Annabel’s donors were anonymous, something she is happy about — she didn’t want anyone “laying claim” to her child in the future, she says.
Angela O’Mahony, fertility counsellor and psychotherapist at the CFC, feels it’s important for single women who opt for donor sperm to consider the issues and challenges involved for mother and child now and into the future.
“Most women have made their decision to proceed with treatment prior to our session. They generally come from a mid socio-economic bracket, with their own homes and secure employment. The common theme tends to be the need to fulfil a deep desire to have a child.”
Counselling offers an opportunity to explore feelings around the challenges of single parenting and identifying where the woman will obtain practical, emotional and psychological supports.
“While single parenting is a common feature of our world today, donation brings the unique challenge around telling a child about his/her birth origins,” O’Mahony says.
For instance, it raises issues around the identity of father. The woman can choose a ‘known anonymous donor’ which means the child can opt to make contact through the sperm bank at the age of 18.
“Ideally I would like to see the availability of non-identifying information on the donor, so that mum can share it with the child as he/she grows. It is understood that the more information a child has about his/her beginnings, the more it supports the child’s sense of self.”

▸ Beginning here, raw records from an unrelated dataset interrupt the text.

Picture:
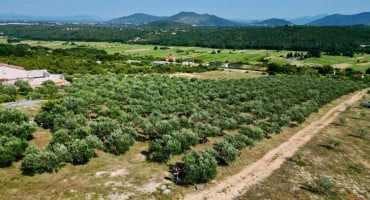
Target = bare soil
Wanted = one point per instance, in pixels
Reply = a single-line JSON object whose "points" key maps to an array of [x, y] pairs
{"points": [[239, 183]]}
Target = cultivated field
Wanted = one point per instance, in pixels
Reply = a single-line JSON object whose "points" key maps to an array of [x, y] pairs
{"points": [[157, 108], [333, 165], [251, 58]]}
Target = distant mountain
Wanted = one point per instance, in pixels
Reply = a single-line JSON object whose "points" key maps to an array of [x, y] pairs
{"points": [[273, 22], [192, 18], [138, 18], [306, 19], [27, 18], [167, 24], [343, 20]]}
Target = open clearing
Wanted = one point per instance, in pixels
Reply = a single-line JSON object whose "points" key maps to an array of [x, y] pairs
{"points": [[346, 164], [359, 62], [227, 73], [239, 183]]}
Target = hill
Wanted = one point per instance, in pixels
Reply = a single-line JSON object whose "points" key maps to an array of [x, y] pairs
{"points": [[192, 18], [343, 20], [166, 24], [138, 18], [306, 19], [273, 22]]}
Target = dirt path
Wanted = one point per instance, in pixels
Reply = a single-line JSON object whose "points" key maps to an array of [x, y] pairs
{"points": [[239, 183]]}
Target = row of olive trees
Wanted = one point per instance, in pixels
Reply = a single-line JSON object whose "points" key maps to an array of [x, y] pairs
{"points": [[15, 130], [174, 114]]}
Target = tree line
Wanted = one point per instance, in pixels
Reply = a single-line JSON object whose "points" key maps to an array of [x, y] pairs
{"points": [[333, 40], [109, 112]]}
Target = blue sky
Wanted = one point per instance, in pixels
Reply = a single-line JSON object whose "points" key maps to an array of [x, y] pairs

O’Mahony points out that there is considerable research done on the importance of a father or father figure in a child’s development.
“A dad plays a significantly different role to mum, often helping a child to individuate and separate from mum at the appropriate developmental stage. Many women identify a close male friend, granddad or brother as having offered to provide a positive male role in the child’s life.”
O’Mahony says it is her experience that the majority of women she sees “continue to hold the possibility for a relationship at some point in the future”.
Annabel is a case in point. “I haven’t given up on the idea of getting married and finding a husband,” she says. “Having a baby may even increase my chances. Your network expands.” she says.